I'm not sure if that makes sense, and obviously if no other native English speaker comes to the rescue with a knowledge of English legalese, then you have no option but to use _prudent_ or some other weird word. But if you have the time, I'd certainly advise waiting a little while.

Edit: I see in some of the later Google pages there are contracts that ask the undersigned to run his business, engage in transactions, etc. "as a prudent business man," as part of the terms of the contract. The idea is that he'll run the business according to the general accepted standards, laws, etc. Is that the idea?


----------



## gabriela1

Thank you again Brian8733 I also like to find out the best possibility. I am waiting for a better suggestion. I have until tomorrow morning to turn in the translation. 

Cheerio!!


----------



## Frank78

http://www.dict.cc/german-english/ordentlicher+Kaufmann.html

states that this is law terminology

http://www.phrasen.com/uebersetze,Sorgfalt-eines-ordentlichen-Kaufmanns,77505,d.html

-uses "prudent"


----------



## brian

Hi, I've found results like this:

- "Non-compliance with the duty to apply the due care of a _prudent businessman_: objective. criteria, subjective abilities of the managing director are..."
- "The Supplier shall perform  its duties with the due diligence of a _prudent businessman_."
- "The Purchaser holds the new corporeal object in custody for the Supplier with the diligence of a _prudent businessman_."

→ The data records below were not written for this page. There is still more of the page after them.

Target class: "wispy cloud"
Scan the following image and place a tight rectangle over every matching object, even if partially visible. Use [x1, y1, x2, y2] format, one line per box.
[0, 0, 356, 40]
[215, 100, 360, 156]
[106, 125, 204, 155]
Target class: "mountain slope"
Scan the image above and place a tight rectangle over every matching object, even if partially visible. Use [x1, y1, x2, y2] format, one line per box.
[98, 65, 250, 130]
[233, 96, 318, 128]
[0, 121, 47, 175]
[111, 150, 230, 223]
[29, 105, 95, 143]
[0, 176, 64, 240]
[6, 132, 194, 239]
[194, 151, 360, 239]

However, I have to say that a lot of these websites are German, so again, it may be the result of pure translation (and not a reference to a technical English translation) and/or a description of a purely German phenomenon.


----------



## Frank78

Maybe we should ask in the English forum. But its hard to explain what "ordentlich" is there.


----------



## berndf

brian8733 said:


> "The Purchaser holds the new corporeal object in custody for the Supplier with the diligence of a _prudent businessman_."

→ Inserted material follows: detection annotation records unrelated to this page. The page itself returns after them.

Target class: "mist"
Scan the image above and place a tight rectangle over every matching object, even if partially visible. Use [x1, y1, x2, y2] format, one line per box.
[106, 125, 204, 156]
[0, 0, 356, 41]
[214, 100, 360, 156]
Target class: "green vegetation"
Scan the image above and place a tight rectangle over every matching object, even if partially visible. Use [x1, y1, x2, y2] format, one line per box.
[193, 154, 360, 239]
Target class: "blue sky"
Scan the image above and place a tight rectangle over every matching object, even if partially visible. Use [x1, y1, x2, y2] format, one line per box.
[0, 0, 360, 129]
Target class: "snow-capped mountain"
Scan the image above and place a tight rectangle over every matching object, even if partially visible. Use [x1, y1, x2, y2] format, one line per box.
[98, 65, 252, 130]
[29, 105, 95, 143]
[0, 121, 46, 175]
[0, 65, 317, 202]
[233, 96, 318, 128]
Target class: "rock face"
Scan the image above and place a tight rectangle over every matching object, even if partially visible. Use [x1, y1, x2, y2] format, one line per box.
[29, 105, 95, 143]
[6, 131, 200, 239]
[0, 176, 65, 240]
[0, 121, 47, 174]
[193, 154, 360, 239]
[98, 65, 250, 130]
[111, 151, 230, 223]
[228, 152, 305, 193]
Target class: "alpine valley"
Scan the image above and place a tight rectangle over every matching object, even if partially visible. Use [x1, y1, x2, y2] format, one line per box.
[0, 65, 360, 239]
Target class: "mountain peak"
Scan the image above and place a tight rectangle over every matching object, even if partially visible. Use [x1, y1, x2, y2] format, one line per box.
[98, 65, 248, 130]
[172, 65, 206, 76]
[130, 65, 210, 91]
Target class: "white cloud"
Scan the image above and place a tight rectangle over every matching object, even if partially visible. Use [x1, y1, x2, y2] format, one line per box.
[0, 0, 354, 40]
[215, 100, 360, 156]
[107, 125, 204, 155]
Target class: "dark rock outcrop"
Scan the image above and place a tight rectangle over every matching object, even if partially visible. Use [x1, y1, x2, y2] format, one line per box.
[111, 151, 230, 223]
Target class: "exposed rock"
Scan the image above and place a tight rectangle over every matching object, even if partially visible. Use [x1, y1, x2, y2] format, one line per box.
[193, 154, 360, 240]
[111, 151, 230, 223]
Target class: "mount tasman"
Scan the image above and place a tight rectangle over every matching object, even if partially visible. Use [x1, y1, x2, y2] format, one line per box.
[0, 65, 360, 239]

That fits nicely. "Sorgfaltspflicht eines ordentlichen Kaufmanns" is a typical use for the expression.


----------



## brian

berndf said:


> That fits nicely. "Sorgfaltspflicht eines ordentlichen Kaufmanns" is a typical use for the expression.

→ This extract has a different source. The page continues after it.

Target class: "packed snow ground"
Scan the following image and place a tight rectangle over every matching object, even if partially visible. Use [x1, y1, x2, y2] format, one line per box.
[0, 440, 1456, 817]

That's my point though. Do a Google search for "with the diligence of a prudent businessman" and you'll see that the majority of the results are German or Austrian websites.

In other words, this only proves that it's a common translation of the German, and it probably proves that, _if_ a technical term does exist in English, then this is not it, otherwise you'd see American, English, Spanish, Russian, etc. websites as well, don't you think?


----------



## Frank78

http://www.secinfo.com/dRqWm.4gDmr.b.htm

here they write: "reasonable businessman" (search for ordentlicher kaufmann its huge)

"The Assignor shall in doing so act with the care of an orderly acting merchant (Sorgfalt eines ordentlichen Kaufmannes)."

from: http://sec.edgar-online.com/solutia-inc/8-k-current-report-filing/2004/03/11/Section5.aspx

All seem to be translations.

By the way, another possibility is of course "translate it as "prudent" and them put the German phrase in brackets as its done here or make a footnote and define what an "ordentlicher Kaufmann" is. Thats very common among translators.


----------



## berndf

I have opened a thread in "English Only"


berndf said:


> We are having a problem in the German forum...


----------



## Ralf

The 2005 edition of the German Code of Commercial Law no longer holds a legal definition of "ordentlicher Kaufmann". What we find there instead is an "Istkaufmann" (my suggestion: factual merchant), which is by definition any individual or legal entity who operates a business in mercantile trades (no requirements as to training or qualification whatsoever). Other definitions, such as that of a "Kannkaufmann" (my suggestion: discretionary or optional merchant) or of a "Kaufmann kraft Eintragung" (my suggestion: merchant by enrolment (into the commercial register)) are principally based on the first definiton but expand the term to commercial enterprises.

Any merchant (as an individual or legal entity) can get enrolled into the commercial register but is not necessarily required to do so, unless his/her business exceeds a certain extent in terms of volume of sales, number of employees etc. These merchants often add "e. K." to their names, which stands for "eingetragener Kaufmann" (my suggestion: registered merchant). I think this could come pretty close to the term in question as a registration requires at least a completed training.

Ralf


----------



## Frank78

"Ein ordentlicher Kaufmann ist jeder der einen Kaufmännischen Beruf wie etwa Bürokaufmann, Finanzkaufmann gelernt hat. Wichtig ist nur das die abschliessende Prüfung vor der Industrie- und Handelskammer erfolgreich absolviert wurde"

Soll das so einfach sein?

Quelle: http://de.alinki.com/artikel/202


----------



## gabriela1

I'm amazed at the response this "ordentlicher Kaufmann" has generated. Thanks everyone for your input and research. I am dealing with some very inquisitive people. Thanks again!!


----------



## berndf

Ralf said:


> The 2005 edition of the German Code of Commercial Law no longer holds a legal definition of "ordentlicher Kaufmann".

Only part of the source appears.